# Advantages of spherical harmonics over baked vertex lighting?

My question is about spherical harmonic lightning, in the context of computing the coefficients with an expensive GI algorithm and passing them to the vertex shader

Another way is to just use an expensive GI algorithm to compute vertex colors and just use them instead.

What is the advantage of using the former method? I'm thinking that you can't do reflections with the latter method, and also there's rotational symmetry in SH (i don't know much about) that allows you to do some very simple dynamics with your lights and meshes. Is there any more points i'm missing?

Spherical harmonics are generally used for dynamic objects in your scene, while fully-baked lighting is used for static objects.

A typical game engine will use both. During the GI pass, all surfaces marked as static will have their global lighting fully baked - generally into a lightmap texture rather than per-vertex. At the same time, a bunch of light probes distributed throughout your scene will receive omnidirectional lighting, and this gets converted into SH. Since SH coefficients interpolate nicely, a mesh moving through your scene can pick up the nearest few light probes (generally 4), and use the weighted average to decode a good approximation of the ambient lighting at its current location.
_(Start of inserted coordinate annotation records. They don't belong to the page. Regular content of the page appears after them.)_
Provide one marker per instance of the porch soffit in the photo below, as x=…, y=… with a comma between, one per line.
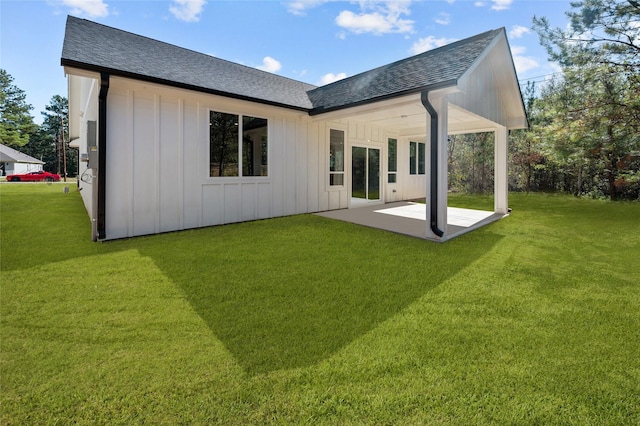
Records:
x=407, y=117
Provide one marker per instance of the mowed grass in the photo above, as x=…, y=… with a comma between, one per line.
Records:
x=534, y=319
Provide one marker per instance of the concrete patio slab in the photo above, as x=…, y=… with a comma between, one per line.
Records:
x=410, y=218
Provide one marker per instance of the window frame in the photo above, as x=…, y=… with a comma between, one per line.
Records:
x=416, y=166
x=393, y=172
x=240, y=142
x=343, y=173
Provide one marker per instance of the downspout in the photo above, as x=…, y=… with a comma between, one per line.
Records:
x=102, y=154
x=433, y=200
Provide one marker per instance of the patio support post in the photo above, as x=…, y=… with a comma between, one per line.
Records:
x=438, y=158
x=501, y=178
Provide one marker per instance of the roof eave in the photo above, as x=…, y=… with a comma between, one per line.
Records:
x=430, y=87
x=125, y=74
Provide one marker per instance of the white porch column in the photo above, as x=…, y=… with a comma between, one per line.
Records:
x=501, y=173
x=441, y=105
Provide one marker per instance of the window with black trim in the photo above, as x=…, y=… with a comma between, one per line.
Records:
x=233, y=137
x=417, y=158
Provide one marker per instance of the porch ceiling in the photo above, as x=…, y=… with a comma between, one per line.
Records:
x=408, y=117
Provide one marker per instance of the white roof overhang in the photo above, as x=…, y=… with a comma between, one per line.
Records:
x=487, y=96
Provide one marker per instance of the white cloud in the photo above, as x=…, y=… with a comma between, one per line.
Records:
x=429, y=43
x=523, y=63
x=187, y=10
x=331, y=77
x=443, y=18
x=518, y=31
x=300, y=7
x=377, y=17
x=90, y=8
x=270, y=65
x=501, y=4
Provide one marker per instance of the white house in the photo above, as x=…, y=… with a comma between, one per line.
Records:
x=13, y=162
x=173, y=139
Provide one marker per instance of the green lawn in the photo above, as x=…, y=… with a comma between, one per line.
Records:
x=534, y=319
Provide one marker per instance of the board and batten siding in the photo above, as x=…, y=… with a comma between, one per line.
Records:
x=157, y=176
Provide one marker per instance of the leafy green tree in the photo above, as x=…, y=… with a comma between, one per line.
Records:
x=54, y=140
x=592, y=112
x=15, y=121
x=525, y=147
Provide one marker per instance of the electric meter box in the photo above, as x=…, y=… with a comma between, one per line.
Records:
x=92, y=146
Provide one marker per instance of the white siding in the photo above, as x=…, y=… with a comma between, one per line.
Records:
x=158, y=173
x=157, y=177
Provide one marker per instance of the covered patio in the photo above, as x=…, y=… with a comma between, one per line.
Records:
x=465, y=87
x=410, y=218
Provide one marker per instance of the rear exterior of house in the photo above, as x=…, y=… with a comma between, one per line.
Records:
x=206, y=142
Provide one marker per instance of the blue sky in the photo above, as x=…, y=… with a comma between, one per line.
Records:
x=314, y=41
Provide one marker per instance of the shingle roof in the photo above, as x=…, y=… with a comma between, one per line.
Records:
x=437, y=66
x=97, y=47
x=10, y=155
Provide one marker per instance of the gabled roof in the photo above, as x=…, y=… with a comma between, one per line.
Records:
x=96, y=47
x=434, y=67
x=10, y=155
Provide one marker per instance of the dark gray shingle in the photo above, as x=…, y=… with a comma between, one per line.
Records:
x=93, y=46
x=447, y=63
x=97, y=47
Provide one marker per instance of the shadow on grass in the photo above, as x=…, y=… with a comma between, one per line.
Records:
x=290, y=292
x=280, y=293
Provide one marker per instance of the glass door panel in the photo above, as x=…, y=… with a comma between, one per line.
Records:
x=373, y=170
x=365, y=173
x=359, y=172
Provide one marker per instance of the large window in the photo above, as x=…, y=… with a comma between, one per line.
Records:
x=336, y=157
x=393, y=159
x=233, y=137
x=416, y=158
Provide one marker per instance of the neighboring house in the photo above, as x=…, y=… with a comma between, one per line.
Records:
x=14, y=162
x=173, y=139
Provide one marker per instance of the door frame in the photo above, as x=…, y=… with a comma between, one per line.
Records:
x=358, y=202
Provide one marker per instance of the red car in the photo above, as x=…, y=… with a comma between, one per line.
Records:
x=34, y=177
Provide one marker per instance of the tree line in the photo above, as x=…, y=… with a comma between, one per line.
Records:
x=584, y=123
x=584, y=135
x=49, y=141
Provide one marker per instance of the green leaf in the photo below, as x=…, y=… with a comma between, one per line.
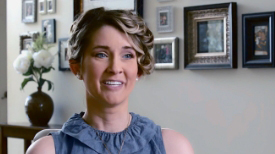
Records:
x=45, y=70
x=50, y=84
x=36, y=69
x=26, y=80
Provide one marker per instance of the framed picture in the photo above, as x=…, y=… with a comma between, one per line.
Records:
x=81, y=6
x=165, y=19
x=27, y=39
x=210, y=36
x=48, y=30
x=42, y=6
x=51, y=8
x=165, y=53
x=63, y=54
x=258, y=40
x=29, y=11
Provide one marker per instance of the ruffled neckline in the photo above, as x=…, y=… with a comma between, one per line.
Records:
x=140, y=131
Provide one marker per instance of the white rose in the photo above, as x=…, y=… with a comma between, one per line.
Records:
x=27, y=54
x=42, y=58
x=22, y=64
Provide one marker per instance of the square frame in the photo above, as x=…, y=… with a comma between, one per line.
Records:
x=224, y=17
x=258, y=40
x=62, y=54
x=27, y=38
x=79, y=6
x=165, y=53
x=29, y=8
x=49, y=30
x=51, y=6
x=42, y=6
x=165, y=19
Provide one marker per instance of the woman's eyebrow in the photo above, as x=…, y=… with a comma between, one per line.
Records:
x=128, y=47
x=101, y=47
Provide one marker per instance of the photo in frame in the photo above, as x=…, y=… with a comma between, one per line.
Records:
x=165, y=19
x=42, y=6
x=29, y=8
x=27, y=39
x=48, y=30
x=258, y=40
x=210, y=36
x=80, y=6
x=165, y=53
x=63, y=54
x=164, y=0
x=51, y=6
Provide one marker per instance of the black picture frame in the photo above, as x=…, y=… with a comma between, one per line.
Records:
x=258, y=40
x=27, y=38
x=166, y=53
x=217, y=14
x=78, y=8
x=63, y=63
x=29, y=10
x=49, y=30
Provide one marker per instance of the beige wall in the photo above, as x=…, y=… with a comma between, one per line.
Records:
x=220, y=111
x=3, y=60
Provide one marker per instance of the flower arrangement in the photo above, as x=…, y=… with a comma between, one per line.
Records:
x=34, y=62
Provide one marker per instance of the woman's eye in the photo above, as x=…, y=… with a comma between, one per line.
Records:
x=128, y=56
x=101, y=55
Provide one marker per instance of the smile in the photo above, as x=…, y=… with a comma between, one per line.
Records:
x=113, y=83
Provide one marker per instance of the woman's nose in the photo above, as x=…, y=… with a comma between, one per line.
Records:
x=115, y=66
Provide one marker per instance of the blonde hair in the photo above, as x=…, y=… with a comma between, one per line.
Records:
x=132, y=25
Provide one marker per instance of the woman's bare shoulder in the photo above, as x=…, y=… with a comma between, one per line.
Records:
x=176, y=143
x=45, y=145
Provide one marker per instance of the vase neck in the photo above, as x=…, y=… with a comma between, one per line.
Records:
x=38, y=89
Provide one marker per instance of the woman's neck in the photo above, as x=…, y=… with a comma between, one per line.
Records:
x=111, y=120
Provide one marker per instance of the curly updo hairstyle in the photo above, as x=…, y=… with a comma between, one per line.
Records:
x=125, y=21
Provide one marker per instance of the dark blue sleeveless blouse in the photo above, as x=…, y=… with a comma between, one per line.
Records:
x=77, y=137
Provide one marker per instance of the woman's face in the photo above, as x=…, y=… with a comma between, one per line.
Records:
x=109, y=68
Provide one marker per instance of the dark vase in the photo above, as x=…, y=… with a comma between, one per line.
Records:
x=39, y=108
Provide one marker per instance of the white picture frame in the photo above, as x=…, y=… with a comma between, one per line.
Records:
x=42, y=6
x=166, y=53
x=51, y=6
x=29, y=8
x=165, y=19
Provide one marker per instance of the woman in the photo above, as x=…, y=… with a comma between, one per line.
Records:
x=109, y=51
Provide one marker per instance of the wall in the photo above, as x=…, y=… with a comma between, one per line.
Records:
x=219, y=111
x=3, y=61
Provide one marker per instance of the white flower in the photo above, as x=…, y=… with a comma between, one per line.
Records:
x=22, y=63
x=42, y=58
x=27, y=54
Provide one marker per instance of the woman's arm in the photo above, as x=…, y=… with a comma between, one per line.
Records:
x=45, y=145
x=175, y=143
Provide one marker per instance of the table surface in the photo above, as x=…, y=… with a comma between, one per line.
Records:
x=25, y=131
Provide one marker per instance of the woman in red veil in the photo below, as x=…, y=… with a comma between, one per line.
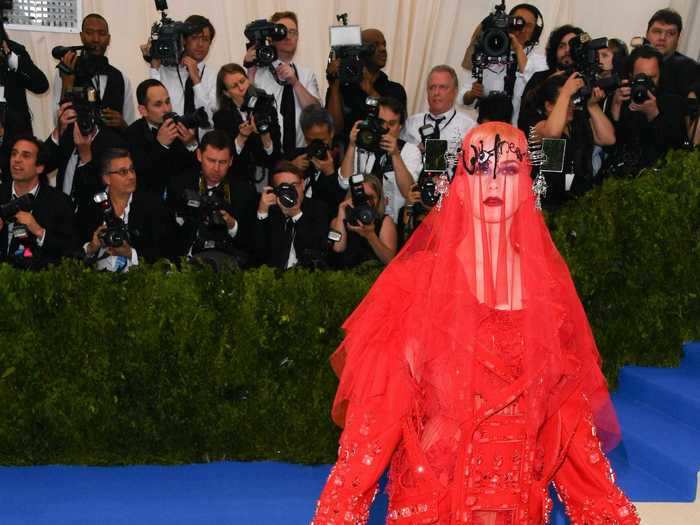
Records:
x=471, y=371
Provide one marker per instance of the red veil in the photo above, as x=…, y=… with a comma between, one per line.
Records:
x=486, y=248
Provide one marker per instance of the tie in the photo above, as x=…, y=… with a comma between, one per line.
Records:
x=189, y=96
x=288, y=111
x=438, y=121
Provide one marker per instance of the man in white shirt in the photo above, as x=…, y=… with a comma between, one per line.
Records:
x=293, y=86
x=442, y=117
x=398, y=167
x=192, y=84
x=528, y=60
x=114, y=88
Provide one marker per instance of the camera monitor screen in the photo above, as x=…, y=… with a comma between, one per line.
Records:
x=554, y=151
x=435, y=150
x=345, y=36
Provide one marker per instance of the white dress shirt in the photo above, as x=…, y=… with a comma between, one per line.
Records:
x=130, y=114
x=265, y=80
x=495, y=75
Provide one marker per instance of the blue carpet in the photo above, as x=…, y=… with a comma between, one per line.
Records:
x=659, y=410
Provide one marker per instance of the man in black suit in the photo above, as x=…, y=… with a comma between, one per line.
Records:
x=18, y=74
x=215, y=211
x=127, y=224
x=43, y=231
x=161, y=150
x=290, y=232
x=77, y=156
x=92, y=69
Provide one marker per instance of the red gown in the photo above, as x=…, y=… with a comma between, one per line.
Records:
x=473, y=432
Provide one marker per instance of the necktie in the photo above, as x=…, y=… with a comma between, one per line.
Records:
x=189, y=96
x=438, y=121
x=289, y=124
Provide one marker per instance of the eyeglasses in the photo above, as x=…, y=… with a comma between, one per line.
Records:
x=122, y=171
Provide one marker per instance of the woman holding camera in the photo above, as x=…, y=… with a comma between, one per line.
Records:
x=581, y=128
x=364, y=241
x=253, y=147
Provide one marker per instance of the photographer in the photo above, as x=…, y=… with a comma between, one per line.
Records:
x=255, y=148
x=191, y=84
x=293, y=86
x=582, y=129
x=395, y=163
x=509, y=78
x=291, y=230
x=215, y=211
x=448, y=123
x=160, y=148
x=346, y=102
x=18, y=74
x=317, y=160
x=92, y=69
x=37, y=229
x=678, y=72
x=558, y=60
x=648, y=121
x=123, y=223
x=76, y=152
x=359, y=241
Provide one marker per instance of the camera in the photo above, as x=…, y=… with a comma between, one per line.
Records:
x=196, y=119
x=167, y=37
x=10, y=209
x=116, y=233
x=370, y=130
x=317, y=149
x=346, y=46
x=640, y=87
x=493, y=44
x=287, y=194
x=206, y=208
x=261, y=33
x=262, y=106
x=361, y=212
x=86, y=104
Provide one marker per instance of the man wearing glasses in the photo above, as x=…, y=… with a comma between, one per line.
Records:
x=144, y=224
x=294, y=87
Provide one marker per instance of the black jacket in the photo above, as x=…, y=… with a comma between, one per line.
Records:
x=253, y=153
x=242, y=206
x=54, y=212
x=87, y=179
x=150, y=224
x=273, y=240
x=155, y=164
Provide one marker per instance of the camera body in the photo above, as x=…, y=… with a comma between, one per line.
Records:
x=261, y=33
x=86, y=103
x=167, y=43
x=493, y=45
x=640, y=87
x=370, y=130
x=286, y=194
x=194, y=120
x=10, y=209
x=116, y=233
x=361, y=212
x=262, y=106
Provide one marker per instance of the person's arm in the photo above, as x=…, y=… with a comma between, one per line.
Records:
x=584, y=480
x=554, y=125
x=603, y=129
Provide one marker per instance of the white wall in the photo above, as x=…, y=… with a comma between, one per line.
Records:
x=420, y=33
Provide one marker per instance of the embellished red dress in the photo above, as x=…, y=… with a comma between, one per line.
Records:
x=476, y=397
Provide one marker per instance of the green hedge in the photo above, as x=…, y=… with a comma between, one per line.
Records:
x=178, y=366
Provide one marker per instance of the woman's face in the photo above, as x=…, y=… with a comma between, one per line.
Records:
x=495, y=183
x=236, y=86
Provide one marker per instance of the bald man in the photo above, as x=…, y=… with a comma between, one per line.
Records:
x=346, y=103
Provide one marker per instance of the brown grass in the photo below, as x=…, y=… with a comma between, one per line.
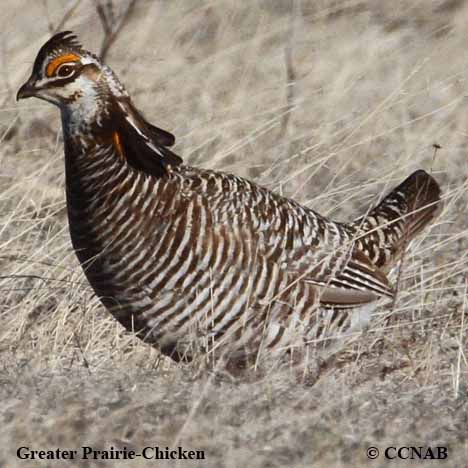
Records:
x=375, y=85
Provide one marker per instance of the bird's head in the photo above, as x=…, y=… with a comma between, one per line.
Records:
x=70, y=77
x=94, y=102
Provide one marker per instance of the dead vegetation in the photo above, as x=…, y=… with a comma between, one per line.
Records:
x=329, y=102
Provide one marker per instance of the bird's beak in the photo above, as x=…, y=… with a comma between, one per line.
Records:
x=27, y=90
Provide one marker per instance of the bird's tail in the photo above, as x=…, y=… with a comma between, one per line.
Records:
x=384, y=232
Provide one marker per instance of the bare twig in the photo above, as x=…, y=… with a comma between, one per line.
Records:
x=436, y=147
x=85, y=362
x=66, y=16
x=111, y=24
x=291, y=75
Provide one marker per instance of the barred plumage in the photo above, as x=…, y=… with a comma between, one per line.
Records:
x=193, y=259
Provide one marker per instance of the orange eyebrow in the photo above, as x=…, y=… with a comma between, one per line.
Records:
x=54, y=64
x=117, y=143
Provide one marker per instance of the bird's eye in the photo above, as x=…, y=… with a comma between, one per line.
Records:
x=64, y=70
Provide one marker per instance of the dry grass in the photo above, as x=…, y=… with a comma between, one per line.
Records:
x=376, y=84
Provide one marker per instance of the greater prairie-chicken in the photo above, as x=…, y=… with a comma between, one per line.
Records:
x=192, y=259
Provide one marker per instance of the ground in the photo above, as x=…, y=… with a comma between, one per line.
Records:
x=329, y=102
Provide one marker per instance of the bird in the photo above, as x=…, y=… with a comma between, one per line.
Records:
x=198, y=262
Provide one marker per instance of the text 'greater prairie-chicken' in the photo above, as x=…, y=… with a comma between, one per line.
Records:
x=196, y=260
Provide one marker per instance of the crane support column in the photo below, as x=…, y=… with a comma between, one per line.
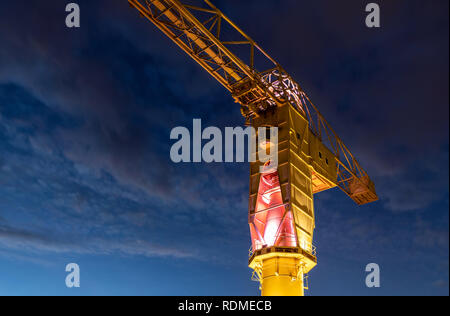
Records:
x=281, y=208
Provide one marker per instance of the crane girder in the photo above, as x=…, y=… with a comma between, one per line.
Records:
x=199, y=31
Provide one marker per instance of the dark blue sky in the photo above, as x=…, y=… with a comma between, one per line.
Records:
x=85, y=174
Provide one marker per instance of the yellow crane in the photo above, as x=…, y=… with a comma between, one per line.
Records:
x=312, y=158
Another use for SH is to render less-important dynamic lights in a scene with many lights in it. The most important light or two can be rendered fully dynamically per-pixel, then for each renderer, the SH coefficients of the less-important lights are calculated and added to the light probe data. This allows the lights to change in real-time, and be rendered effectively for free per-vertex in the shader, with a small CPU overhead.

• I would also add that SH (or the related H-basis) is useful for normal maps on static objects. A bumpy surface will reflect light from different directions, so you want a directional representation of incoming light at the surface. Jan 23, 2018 at 18:26
• Thanks for the link, I hadn't heard of that basis before. Just been reading about spherical Gaussians which can apparently fake rough specular as well, but the math is pretty gnarly!